A few months ago, when CED first wrote extensively about the home networking phenomenon and its relation to cable TV network operators, we found a dearth of interest in it. Yes, most cable operators were aware of some emerging standards and alliances, but few had much to say about it.

Turns out that maybe we just asked too soon.

CableLabs said last month it will soon start a standards-setting initiative related to home networking, in order to capitalize on the growing popularity of such networks. Why the sudden urgency? Because, according to a recently-completed Intel study, there are already about 15 million homes that have multiple personal computers—and that number is predicted to steadily rise.
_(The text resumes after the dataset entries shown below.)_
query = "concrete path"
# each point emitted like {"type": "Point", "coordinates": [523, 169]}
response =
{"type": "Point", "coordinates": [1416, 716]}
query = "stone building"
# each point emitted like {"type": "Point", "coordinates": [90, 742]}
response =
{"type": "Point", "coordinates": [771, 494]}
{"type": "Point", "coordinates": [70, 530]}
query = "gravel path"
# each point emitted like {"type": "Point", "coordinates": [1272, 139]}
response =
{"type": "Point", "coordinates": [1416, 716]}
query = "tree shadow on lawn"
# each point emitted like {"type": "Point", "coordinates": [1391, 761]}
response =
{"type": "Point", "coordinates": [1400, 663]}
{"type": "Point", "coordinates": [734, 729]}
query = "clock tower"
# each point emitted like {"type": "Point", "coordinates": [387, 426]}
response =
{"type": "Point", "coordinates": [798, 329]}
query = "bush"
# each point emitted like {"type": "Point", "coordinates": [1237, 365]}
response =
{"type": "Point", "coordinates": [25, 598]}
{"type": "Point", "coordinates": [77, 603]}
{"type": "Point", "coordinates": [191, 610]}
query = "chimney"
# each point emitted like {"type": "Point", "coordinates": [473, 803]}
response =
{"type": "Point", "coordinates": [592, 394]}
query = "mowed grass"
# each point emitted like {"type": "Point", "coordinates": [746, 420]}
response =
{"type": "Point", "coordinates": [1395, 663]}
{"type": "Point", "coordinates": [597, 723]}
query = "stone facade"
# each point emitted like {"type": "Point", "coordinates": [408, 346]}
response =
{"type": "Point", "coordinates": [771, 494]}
Of that number, about 80 percent have Internet access and more than half of the homeowners said they'd find it "appealing" to connect those PCs to one another and share that Internet connection.

Dan Sweeney, Intel's general manager of home networking, predicts that as many as 25 million PCs will be connected to in-home networks in the next four years.

Of course, cable MSOs hope that a large percentage of those will be connected to high-speed access providers like @Home and Road Runner. Some even envision a new, higher-speed premium tier of service so that each connected PC would still enjoy fast access, even if multiple PCs share the bandwidth.

CableLabs, of course, has been extremely successful in using the market muscle of its MSO membership to forge "specifications" that later become standards. The Data-Over-Cable Service Interface Specification was born in that manner and other similar projects include PacketCable and OpenCable. Those efforts have galvanized vendors and service providers alike toward the common goals of interoperability and retail availability of in-home devices. But with home networking, there are already several standardization initiatives that have made significant headway. Perhaps the biggest is the Home Phoneline Networking Alliance (HomePNA), which is being supported by more than 80 companies, some of which have already debuted products that conform to the spec. Another initiative, also already in the works, focuses on a wireless RF approach.

Clearly, the cable industry is a johnny-come-lately to the home networking party, and any efforts to derail the progress made to date could be viewed by the incumbents as nothing short of destructive if not handled properly. CableLabs and MSOs will need to tread carefully and hope there's plenty of common ground between their specific needs and the work that's been done to date. If not, cable could be the odd-man out.